Happily, the story focuses primarily on the mystery at hand, both with regard to the murders and to the revelations of everybody’s Weird Secret Power. Ultimately, it’s mostly Evie who does all the work (Jericho helps) in taking out the villain, which felt a little unsatisfying. Though Memphis and Evie do cross paths, they don’t really come together in any significant way. This disappoints because it feels like that’s what the story was going for–i.e., a slow unveiling of all the players involved, their abilities, their relationships, and then how those powers / circumstances would intertwine against this menacing evil. However, only Evie has a major role to play, in the end, and I was left a little cold by that. The last few chapters foreshadow a sequel, so I hope that means we’ll get a little more of everybody and how they might all work together in the second round.
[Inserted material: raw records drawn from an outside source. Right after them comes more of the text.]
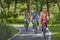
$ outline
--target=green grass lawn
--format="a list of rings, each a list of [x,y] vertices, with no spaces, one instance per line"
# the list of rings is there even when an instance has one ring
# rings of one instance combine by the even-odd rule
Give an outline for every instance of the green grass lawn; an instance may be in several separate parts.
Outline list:
[[[50,26],[49,29],[52,32],[52,40],[60,40],[60,26]]]

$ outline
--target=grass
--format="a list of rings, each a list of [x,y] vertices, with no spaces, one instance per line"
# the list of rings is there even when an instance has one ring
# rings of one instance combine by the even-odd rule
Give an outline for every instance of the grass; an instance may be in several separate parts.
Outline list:
[[[0,23],[0,40],[7,40],[17,32],[19,32],[19,30],[13,26]]]
[[[52,32],[52,40],[60,40],[60,26],[50,26],[49,29]]]

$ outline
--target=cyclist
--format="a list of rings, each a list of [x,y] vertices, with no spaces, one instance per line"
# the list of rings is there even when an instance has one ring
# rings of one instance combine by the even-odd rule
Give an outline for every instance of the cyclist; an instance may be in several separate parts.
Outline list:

2 thoughts on “miscellany #1”

  1. I actually just finished the Diviners sequel – I liked it better than the first because all of the various characters DO finally come together and we get to see a lot more of the relationships between them. The anchor character switches from Evie to Henry with Memphis continuing to get built up in the background and then everyone banding together. It’s still long (maybe a tiny bit overstuffed) but I ended it with a MUCH clearer sense of which character was doing what and why than I did with the first one. (I think it’s #2 of a planned quartet but can’t swear to it.)